Педагог будет неусыпно заботиться об их отборе, чтобы предложить главным образом то, что сочтет наиболее привлекательным для детей и наиболее им близким и приятным и, так сказать, богатым цветами. Урожай первого возраста жизни, или весны, состоит из цветов, ласково улыбающихся и радостно зеленеющих трав, пока возраст зрелости, осень, спелыми плодами не переполнит житницу. Как нелепо искать весной зрелую виноградную гроздь, осенью – розу, так наставнику надо внимательно следить, что каждому возрасту соответствует. Детству соответствуют радостные и приятные вещи. Впрочем, из занятий надлежит вообще удалить печаль и суровость. Если не ошибаюсь, древние даже пожелали выразить это, приписав девственным музам замечательную красоту, кифару, пение, пляски и игры в прекрасных, покрытых зеленью местах и дав им в спутницы Харит: успех в занятиях [думали они] зависит преимущественно от взаимного благоволения душ, откуда древние и назвали эти занятия науками человечности. Но ничто не мешает, чтобы спутницей наслаждения была польза, а добродетель была связана с веселостью. И все эти столь плодотворные вещи мальчик узнает без всякой скуки. В самом деле, что препятствует тому, чтобы он изучал те самые работы (либо остроумную басенку поэтов, либо изящную сентенцию, либо занимательную историйку, либо искусную притчу) там, где впитывают и заучивают нелепую песню, по большей части шутовскую, достойные осмеяния россказни безумных старух, сплошной вздор [болтающих] женщин? Сколько сновидений, сколько пустячных загадок, сколько бесполезных заклинаний от лемуров, привидений, злых духов, колдуний, ламий, эфиальтов, леших и демогоргон [407], сколько вредной лжи из простонародных историй, сколько вздора, сколько беспутных высказываний храним мы в памяти, даже став взрослыми, из того, что услышали среди ласк и игр от пап, дедушек и бабушек, мам и девушек, сидящих за прялкой?

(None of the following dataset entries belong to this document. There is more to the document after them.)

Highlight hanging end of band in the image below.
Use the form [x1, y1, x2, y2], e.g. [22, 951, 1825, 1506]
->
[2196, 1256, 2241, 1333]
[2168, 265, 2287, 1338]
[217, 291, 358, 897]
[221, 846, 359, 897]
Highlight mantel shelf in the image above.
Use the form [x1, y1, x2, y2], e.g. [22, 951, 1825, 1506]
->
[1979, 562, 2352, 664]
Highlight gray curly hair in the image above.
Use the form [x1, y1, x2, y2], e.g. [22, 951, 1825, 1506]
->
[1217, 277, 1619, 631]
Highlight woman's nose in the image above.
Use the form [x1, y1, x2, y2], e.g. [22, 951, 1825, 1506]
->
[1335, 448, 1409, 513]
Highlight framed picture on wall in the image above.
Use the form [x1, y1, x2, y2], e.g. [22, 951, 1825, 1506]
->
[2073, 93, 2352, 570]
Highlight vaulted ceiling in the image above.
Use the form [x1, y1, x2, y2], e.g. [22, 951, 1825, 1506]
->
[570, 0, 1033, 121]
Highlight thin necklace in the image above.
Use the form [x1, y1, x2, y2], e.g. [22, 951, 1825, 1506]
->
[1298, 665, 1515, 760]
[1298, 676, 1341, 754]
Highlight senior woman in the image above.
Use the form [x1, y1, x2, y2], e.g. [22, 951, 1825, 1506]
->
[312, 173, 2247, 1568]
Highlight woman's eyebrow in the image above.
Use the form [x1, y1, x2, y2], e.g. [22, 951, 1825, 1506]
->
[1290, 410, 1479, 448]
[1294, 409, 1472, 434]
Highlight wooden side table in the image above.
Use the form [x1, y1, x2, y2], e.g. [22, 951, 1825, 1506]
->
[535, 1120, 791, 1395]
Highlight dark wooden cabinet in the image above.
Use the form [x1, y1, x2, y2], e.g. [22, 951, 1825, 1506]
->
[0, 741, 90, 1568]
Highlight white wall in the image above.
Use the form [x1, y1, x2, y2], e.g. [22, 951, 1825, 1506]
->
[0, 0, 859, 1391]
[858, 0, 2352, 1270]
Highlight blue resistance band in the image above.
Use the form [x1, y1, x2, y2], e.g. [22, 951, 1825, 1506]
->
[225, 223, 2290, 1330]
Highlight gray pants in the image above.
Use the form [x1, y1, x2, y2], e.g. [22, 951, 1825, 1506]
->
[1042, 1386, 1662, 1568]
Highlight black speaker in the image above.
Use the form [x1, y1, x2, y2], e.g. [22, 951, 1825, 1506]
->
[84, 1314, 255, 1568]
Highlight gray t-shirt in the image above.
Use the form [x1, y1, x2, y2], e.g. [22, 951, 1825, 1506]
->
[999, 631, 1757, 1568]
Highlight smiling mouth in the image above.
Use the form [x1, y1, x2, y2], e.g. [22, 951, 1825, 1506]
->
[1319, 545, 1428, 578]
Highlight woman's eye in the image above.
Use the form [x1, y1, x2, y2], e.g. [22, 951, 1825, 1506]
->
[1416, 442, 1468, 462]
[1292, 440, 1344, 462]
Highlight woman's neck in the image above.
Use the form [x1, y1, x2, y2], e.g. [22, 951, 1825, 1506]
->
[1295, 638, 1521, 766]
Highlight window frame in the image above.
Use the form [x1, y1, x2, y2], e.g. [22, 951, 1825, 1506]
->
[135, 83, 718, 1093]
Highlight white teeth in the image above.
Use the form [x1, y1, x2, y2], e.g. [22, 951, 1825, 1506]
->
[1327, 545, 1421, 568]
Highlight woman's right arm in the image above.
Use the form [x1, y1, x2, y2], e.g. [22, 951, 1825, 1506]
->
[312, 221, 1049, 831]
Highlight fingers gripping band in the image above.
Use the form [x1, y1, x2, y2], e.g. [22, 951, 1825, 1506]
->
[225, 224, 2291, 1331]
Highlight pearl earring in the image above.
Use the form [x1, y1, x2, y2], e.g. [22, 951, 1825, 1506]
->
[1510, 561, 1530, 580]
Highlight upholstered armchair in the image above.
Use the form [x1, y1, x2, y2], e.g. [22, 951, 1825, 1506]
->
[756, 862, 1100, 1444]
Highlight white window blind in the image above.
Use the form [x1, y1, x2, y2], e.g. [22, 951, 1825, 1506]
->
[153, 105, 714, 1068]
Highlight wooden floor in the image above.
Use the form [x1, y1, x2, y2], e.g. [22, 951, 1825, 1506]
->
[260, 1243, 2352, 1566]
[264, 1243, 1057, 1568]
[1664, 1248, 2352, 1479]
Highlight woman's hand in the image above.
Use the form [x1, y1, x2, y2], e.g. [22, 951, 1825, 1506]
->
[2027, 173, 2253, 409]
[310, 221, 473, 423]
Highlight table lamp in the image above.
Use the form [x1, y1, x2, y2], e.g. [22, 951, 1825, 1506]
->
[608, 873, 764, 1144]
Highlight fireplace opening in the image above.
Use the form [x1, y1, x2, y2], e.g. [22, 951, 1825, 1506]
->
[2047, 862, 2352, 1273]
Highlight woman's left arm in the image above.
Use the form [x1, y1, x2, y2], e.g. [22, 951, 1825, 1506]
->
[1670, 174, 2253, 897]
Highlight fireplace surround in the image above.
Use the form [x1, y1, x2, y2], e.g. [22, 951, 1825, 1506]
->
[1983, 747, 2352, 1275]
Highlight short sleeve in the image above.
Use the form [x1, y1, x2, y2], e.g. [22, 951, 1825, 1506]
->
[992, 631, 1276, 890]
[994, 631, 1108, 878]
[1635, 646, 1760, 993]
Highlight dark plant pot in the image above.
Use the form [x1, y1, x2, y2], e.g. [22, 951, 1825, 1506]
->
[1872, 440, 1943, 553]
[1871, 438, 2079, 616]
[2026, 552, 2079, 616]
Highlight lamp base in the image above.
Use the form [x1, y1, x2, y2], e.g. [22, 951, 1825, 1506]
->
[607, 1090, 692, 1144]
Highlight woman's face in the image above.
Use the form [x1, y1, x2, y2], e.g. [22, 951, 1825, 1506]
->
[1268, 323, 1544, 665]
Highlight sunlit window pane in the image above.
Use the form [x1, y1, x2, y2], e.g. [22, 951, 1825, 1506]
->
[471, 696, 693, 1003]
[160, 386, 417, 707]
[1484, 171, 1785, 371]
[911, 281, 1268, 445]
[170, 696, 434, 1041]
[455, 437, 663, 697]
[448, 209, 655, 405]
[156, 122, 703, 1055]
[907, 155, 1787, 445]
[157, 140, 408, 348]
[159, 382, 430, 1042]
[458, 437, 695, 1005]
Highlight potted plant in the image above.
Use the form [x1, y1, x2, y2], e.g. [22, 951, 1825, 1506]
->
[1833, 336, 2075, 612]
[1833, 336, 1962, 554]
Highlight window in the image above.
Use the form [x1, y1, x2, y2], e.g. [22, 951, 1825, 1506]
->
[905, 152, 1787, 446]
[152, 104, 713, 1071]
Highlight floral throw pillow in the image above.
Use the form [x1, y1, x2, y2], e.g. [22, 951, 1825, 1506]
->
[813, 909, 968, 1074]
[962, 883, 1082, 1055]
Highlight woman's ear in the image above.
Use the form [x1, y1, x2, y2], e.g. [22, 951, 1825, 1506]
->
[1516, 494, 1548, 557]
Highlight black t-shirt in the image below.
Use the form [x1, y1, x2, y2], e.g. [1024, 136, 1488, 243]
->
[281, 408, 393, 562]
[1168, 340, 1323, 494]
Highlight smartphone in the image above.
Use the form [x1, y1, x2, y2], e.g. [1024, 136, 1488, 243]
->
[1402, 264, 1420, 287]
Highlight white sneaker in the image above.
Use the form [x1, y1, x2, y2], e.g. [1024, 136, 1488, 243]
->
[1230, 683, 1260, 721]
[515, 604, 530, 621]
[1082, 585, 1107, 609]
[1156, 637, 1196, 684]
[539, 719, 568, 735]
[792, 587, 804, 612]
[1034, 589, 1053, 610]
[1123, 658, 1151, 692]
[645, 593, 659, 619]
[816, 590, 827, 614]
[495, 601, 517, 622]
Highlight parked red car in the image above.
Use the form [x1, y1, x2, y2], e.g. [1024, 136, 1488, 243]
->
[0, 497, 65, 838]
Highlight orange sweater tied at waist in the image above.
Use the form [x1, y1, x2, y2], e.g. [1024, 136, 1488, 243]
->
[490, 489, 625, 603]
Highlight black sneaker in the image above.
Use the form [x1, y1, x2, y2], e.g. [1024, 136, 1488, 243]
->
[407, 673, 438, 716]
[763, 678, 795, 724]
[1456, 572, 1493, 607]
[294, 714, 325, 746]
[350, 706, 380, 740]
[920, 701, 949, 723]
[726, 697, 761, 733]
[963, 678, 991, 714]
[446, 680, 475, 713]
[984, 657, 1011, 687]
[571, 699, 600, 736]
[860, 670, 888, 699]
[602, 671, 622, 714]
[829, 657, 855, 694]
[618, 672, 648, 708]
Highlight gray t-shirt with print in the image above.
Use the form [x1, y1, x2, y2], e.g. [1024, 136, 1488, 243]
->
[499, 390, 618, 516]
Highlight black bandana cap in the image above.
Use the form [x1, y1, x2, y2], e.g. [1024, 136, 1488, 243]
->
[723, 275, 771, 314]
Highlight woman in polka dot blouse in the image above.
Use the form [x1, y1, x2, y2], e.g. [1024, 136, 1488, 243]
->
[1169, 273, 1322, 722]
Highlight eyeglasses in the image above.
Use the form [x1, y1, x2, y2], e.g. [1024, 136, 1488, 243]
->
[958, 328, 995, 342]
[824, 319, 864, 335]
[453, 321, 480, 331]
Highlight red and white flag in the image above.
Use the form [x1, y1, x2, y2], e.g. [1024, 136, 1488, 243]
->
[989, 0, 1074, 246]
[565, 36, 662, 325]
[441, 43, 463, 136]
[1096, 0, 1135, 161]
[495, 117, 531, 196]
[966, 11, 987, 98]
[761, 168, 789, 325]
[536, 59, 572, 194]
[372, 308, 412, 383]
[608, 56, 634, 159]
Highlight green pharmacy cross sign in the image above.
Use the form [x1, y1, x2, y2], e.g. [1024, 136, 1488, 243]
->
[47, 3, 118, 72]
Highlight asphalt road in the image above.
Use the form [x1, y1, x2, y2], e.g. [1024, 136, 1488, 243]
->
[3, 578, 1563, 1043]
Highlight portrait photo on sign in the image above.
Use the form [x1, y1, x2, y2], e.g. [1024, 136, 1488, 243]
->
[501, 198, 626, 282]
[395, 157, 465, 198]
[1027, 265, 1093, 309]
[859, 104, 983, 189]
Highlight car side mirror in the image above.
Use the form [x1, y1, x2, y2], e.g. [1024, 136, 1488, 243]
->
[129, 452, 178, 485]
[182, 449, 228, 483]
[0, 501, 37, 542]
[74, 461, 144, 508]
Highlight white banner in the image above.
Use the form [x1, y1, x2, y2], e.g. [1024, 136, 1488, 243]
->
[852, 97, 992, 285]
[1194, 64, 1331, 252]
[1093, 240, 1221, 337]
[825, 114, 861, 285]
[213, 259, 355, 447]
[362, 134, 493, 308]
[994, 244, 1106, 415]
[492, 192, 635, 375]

Но какой большой шаг к образованию был бы сделан, если бы вместо этих сицилийских, как говорится, глупостей, еще более пустых и не только нелепых, но даже вредных, мы бы впитывали то, о чем только что упоминали? Ты скажешь: какой ученый снизойдет до этих столь незначительных вещей? Но такой великий философ, как Аристотель, не тяготился исполнять обязанности грамматика, воспитывая Александра; Хирон воспитывал в детстве Ахилла, за ним последовал Феникс. Священник Илий воспитывал мальчика Самуила [408]. А сегодня некоторые ради небольшого барыша или удовольствия тратят, пожалуй, больше труда на воспитание ворона или попугая. Иные же ради благочестия предпринимают дальние, равно и опасные поездки и другие почти невыносимые труды. Разве к этой обязанности, приятнее которой ничего не может быть для Бога, не призывает нас благочестие? Однако в преподавании тех самых вещей, о которых мы упоминали, воспитателю не следует быть ни грозным, ни суровым, а быть больше настойчивым, чем не знающим меры. Настойчивость не вызывает неудовольствия, если она умеренна, если приправляется разнообразием и веселостью, наконец, если так преподают эти вещи, что отсутствует ощущение труда, а ребенок считает, что все делается ради игры.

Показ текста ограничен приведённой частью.